El arte de las herramientas me llevó al arte de los motores y con el tiempo llegué a comprender el Whirlwind, a considerarlo un amigo que tiene sus caprichos y sus antojos, y no como algo desconocido, enigmático y siniestro. ¡Qué gran descubrimiento fue enterarse de lo que ocurría dentro de esa caja de acero gris, detrás de la ráfaga de las palas de la hélice y las vibrantes explosiones del rugido del motor! Ya no había oscuridad en el interior de esos cilindros ni en torno del eje del cigüeñal; había llegado la luz, ¡lo sabía! Allí encontrábamos admisión, compresión, explosión y escape; cojinetes para sostener ejes de alta velocidad que funcionaban con un zumbido; despreocupadas válvulas de admisión y torturadas válvulas de escape que se agitaban precipitadamente en programas de microsegundos, derramando y bebiendo fuego.
Estaba el frágil impulsador del sobrealimentador, girando siete veces por cada vuelta de la hélice. Varas y pistones, las levas y el balancín, todo comenzaba a tener sentido, todo respondía a la misma sencilla lógica de las herramientas que las había colocado en su lugar.
En mis investigaciones, pasé de los motores al armazón de los aviones y aprendí lo que eran haces soldados y mamparas, cerchas y costuras, poleas y cartillas de trazado, reglaje y ángulo de incidencia. Hacía años que volaba y sin embargo era ésta la primera vez que veía realmente un aeroplano, lo estudiaba y me daba cuenta de qué era. Todas esas pequeñas partes que calzaban unas con otras para formar un avión… ¡era fabuloso!
Sentía la furiosa necesidad de poseer un campo lleno de aviones porque eran muy hermosos. Los necesitaba para poder caminar a su alrededor y examinarlos desde cien ángulos distintos, bajo mil luces diferentes de día y de noche.
Empecé a comprar mis propias herramientas y a dejarlas sobre mi escritorio sólo para mirarlas y tocarlas de vez en cuando. Descubrir la mecánica del vuelo no es cosa de poca monta. Pasé horas en el hangar admirando aviones de Miguel Ángel y en las tiendas estudiando cajas de herramientas de Renoir.
La expresión más elevada del arte es un ser humano en control de sí mismo y su avión, en pleno vuelo, impulsando al espíritu de la máquina para que se ponga a su altura. También aprendí, por cortesía de un viejo y descabellado biplano, que para ver la belleza y encontrar el arte no necesito volar todo el tiempo.
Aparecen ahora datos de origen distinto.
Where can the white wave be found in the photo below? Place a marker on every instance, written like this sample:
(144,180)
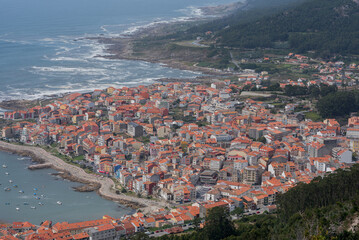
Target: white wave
(47,40)
(71,70)
(70,59)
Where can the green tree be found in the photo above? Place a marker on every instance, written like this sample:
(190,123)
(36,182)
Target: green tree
(218,224)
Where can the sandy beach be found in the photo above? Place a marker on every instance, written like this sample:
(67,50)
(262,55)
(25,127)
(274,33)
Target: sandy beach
(106,189)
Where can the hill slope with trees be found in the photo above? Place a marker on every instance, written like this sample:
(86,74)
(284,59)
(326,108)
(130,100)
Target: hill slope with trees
(326,208)
(325,26)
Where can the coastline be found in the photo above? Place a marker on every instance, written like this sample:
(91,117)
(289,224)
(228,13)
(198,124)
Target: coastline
(77,174)
(122,46)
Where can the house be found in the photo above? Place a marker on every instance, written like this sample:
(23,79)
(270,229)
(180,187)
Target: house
(134,129)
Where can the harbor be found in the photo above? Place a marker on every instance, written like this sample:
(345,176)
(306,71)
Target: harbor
(41,195)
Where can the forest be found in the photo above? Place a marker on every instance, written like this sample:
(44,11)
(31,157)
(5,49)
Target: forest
(326,208)
(325,26)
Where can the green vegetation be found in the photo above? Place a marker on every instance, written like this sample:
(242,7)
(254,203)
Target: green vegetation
(326,208)
(325,26)
(339,104)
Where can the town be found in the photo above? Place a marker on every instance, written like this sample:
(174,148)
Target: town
(194,145)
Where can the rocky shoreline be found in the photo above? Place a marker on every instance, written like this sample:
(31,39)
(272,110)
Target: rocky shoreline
(102,185)
(122,47)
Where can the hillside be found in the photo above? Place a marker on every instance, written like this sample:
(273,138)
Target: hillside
(325,26)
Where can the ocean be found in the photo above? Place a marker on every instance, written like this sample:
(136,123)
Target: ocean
(40,186)
(44,50)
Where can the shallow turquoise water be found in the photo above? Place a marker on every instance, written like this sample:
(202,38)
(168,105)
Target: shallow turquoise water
(75,206)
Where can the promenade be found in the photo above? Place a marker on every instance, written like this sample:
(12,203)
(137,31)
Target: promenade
(106,190)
Me basta sentir el terso metal de una llave inglesa, caminar por un silencioso hangar, simplemente abrir los ojos ante los magníficos pernos y tuercas que han estado durante tanto tiempo tan cerca de mí.
¡Qué extraña y maravillosa creación son las herramientas y los motores y los aeroplanos y los hombres, cuando se enciende la luz!

Richard David Bach:
Es un aviador y escritor estadounidense. Es ampliamente conocido por sus populares novelas de la década de 1970: Juan Salvador Gaviota e Ilusiones, entre otras. Los libros de Bach exponen su filosofía de que los aparentes límites físicos y mortalidad son solo apariencias. Bach es reconocido por su amor a volar y sus libros relacionados con la aviación. Ha volado como un hobby desde los 17 años.